Broader fintech tailwinds support the company's trajectory. Digital payment adoption continues to accelerate, AI-driven credit underwriting and fraud detection are improving unit economics, and underserved immigrant segments remain significantly under-penetrated by formal financial services. Remitly's focus on the immigrant corridor positions it to capture demographic and secular shifts simultaneously.
Path to Profitability and Medium-Term Outlook
The most significant financial inflection in Remitly's recent history has been the transition from sustained GAAP losses to positive net income. The trailing twelve-month GAAP net income stood at $106 million as of March 2026, a sharp improvement from the -$37 million loss recorded in FY2024. Full-year FY2025 net income reached $68 million, recovering from the FY2024 loss and demonstrating that the company's scaling investments are beginning to produce bottom-line returns.
Revenue Less Transaction Expenses (RLTE), a key operational metric, grew 42% in FY2023 and is projected to outpace total revenue growth, indicating improving take-rate economics and better cost management in transaction processing, fees, and fraud control.

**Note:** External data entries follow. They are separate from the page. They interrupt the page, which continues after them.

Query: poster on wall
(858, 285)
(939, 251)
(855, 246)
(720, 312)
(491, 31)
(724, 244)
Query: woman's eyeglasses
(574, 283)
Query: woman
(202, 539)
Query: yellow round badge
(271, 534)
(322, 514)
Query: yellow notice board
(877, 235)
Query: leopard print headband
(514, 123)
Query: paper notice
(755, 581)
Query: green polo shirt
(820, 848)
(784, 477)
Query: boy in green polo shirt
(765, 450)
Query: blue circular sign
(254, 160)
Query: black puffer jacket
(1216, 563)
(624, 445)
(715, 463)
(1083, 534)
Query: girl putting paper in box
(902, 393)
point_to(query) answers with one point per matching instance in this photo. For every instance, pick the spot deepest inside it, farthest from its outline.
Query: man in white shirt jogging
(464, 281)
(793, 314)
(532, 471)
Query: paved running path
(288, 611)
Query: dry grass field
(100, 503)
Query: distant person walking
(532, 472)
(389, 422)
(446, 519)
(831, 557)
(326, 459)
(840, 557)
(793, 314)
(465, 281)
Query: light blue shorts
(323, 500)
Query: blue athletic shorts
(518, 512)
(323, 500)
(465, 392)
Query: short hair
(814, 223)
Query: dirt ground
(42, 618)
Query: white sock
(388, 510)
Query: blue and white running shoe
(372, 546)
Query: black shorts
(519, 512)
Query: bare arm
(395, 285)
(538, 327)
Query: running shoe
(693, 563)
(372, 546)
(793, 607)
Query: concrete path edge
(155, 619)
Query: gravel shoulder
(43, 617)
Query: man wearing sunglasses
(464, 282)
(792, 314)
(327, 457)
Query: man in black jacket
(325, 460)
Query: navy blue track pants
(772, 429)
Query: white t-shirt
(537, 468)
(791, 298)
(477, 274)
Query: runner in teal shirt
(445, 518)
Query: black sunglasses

Management's medium-term guidance, articulated during Remitly's Investor Day, emphasizes "durable, profitable growth" as the strategic priority. For the next quarter, the company has guided for approximately 17.5% year-on-year revenue growth—a moderated rate from the 34% achieved in FY2024, but one that reflects a deliberate trade-off between growth intensity and margin expansion.
Remitly is positioned to sustain above-industry revenue growth while improving margins through several levers: the subscription revenue from Remitly One, operating leverage in its technology platform, and continued expansion into higher-margin corridors where it can command premium take rates. The combination of a strengthened balance sheet, growing net income, and a focused product roadmap suggests the company has moved beyond the growth-at-all-costs phase into a more mature scaling model where profitability and growth can co-exist.